Ich lächele und versuche, ermutigend zu wirken. Ich kann mir genau vorstellen, welches Wirrwarr von Gedanken, Erinnerungen, Gesichtern dieser Satzanfang auslöst, wenn man gebeten wird, ihn fortzusetzen. Darum wiederhole ich ihn leise und lasse das »wenn …« nachklingen, sodass der Anschluss fast natürlich folgen kann. Als wäre es ganz einfach. Aber ich weiß sehr wohl, dass diese Frage schwindelerregend ist.

Was hat mich aufgebaut, mir etwas verbaut, mich geprägt, gelenkt, erschüttert oder mir Kontur verliehen? Was hat mich dorthin getrieben, wo ich heute bin, zu diesem Beruf, in diese Situation oder einfach bis zu diesem Alter? Welcher Zufall, welche Begegnung, welches Unglück, welche Begabung, welche Wesensart oder vielleicht auch, welche tragischen Umstände haben mein Leben gelenkt? Wogegen habe ich mich aufgelehnt oder was hat mir große Freude bereitet, und hat mir das Flügel verliehen? Oder haben mich diese Erfahrungen belastet? Beunruhigt? Sodass ich kämpfen und mich wehren, hinfallen und wieder aufstehen musste? Habe ich einen Traum verfolgt? Oder hatte ich keinen klaren Kurs vor Augen? Gab es Lichter, die mir den Weg gewiesen haben? Hatte ich einen Schutzengel?

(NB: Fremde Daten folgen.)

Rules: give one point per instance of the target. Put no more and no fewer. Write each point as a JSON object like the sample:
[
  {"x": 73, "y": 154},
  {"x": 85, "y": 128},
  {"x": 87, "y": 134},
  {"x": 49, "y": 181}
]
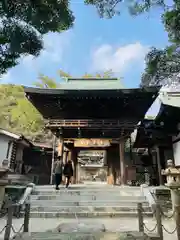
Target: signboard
[
  {"x": 92, "y": 143},
  {"x": 131, "y": 173},
  {"x": 59, "y": 149}
]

Und meine Eltern? Meine Erzeuger! Welche Rolle haben sie gespielt? Haben sie Schuld auf sich geladen? War unsere Beziehung belastet oder glücklich? Darüber wollen wir sprechen. Oder auch nicht. Ich begleite euch dabei. Ich unterstütze, hake nach, bin neugierig. Zutiefst neugierig auf das, was ich von euch erfahre. Was mich interessiert, ist die Kraft, die einem Werdegang zugrunde liegt. Die versteckten Triebfedern, die Schattenseiten, der Motor. Die Freuden. Wie gestalten wir unser Leben? Was bringt uns voran? Was lernen wir unterwegs? Das fasziniert mich.

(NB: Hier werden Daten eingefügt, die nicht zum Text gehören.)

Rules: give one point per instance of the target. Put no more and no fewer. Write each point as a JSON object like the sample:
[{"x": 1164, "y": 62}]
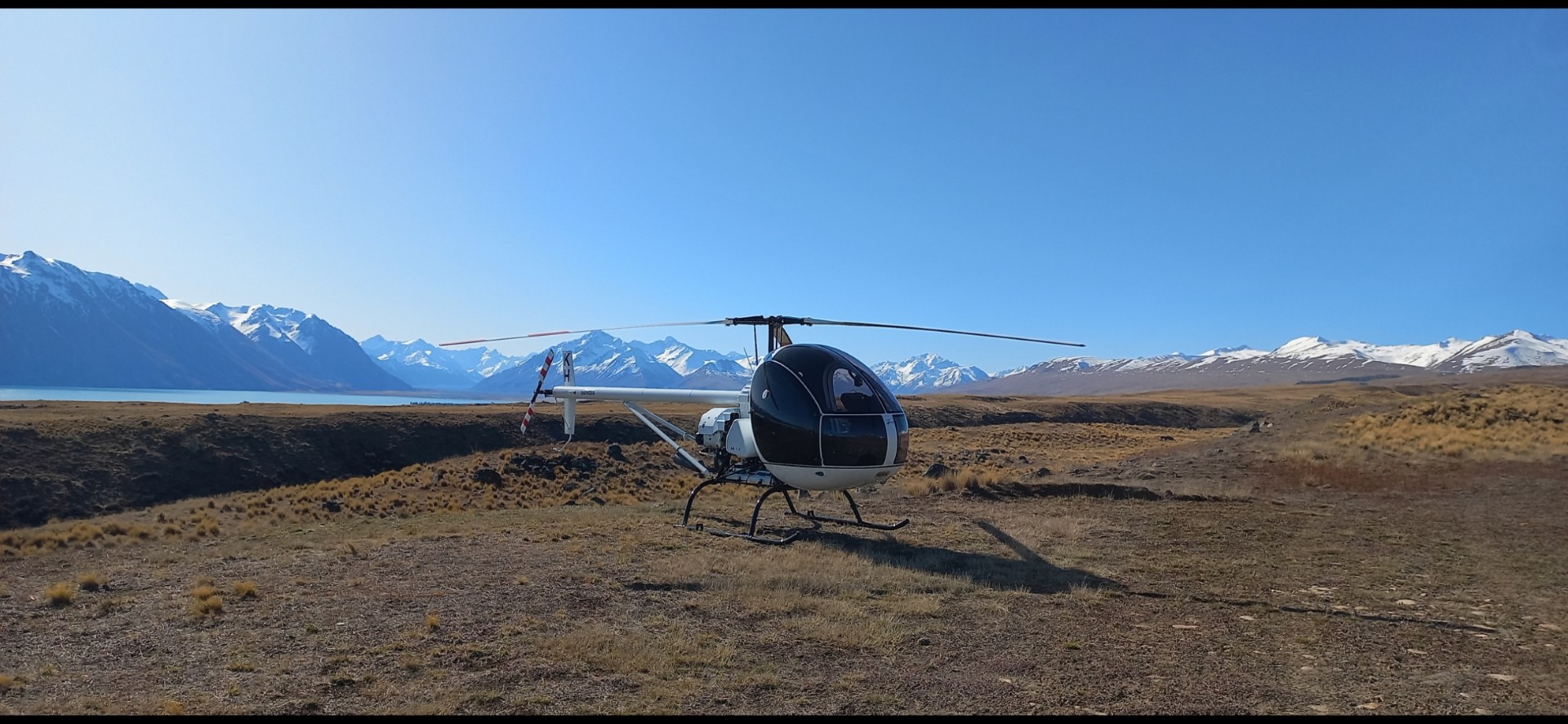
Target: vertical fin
[
  {"x": 537, "y": 390},
  {"x": 569, "y": 404}
]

Ich habe über zwanzig bezaubernde Frauen mit diesem Satzanfang konfrontiert – im Rahmen eines wöchentlichen Treffens für La Matinale du Monde. Wunderbarerweise haben sie sich bereitwillig auf die Fortsetzung eingelassen und sich der Herausforderung gestellt: der Verkürzung, der Selbstbeobachtung, der selektiven Erinnerung. Sorgfältig und ernsthaft, offen und verstörend. Blitzschnell sind sie zum Wesentlichen gekommen. Und haben mich mitgenommen auf eine Fahrt auf dem Fluss ihres Lebens.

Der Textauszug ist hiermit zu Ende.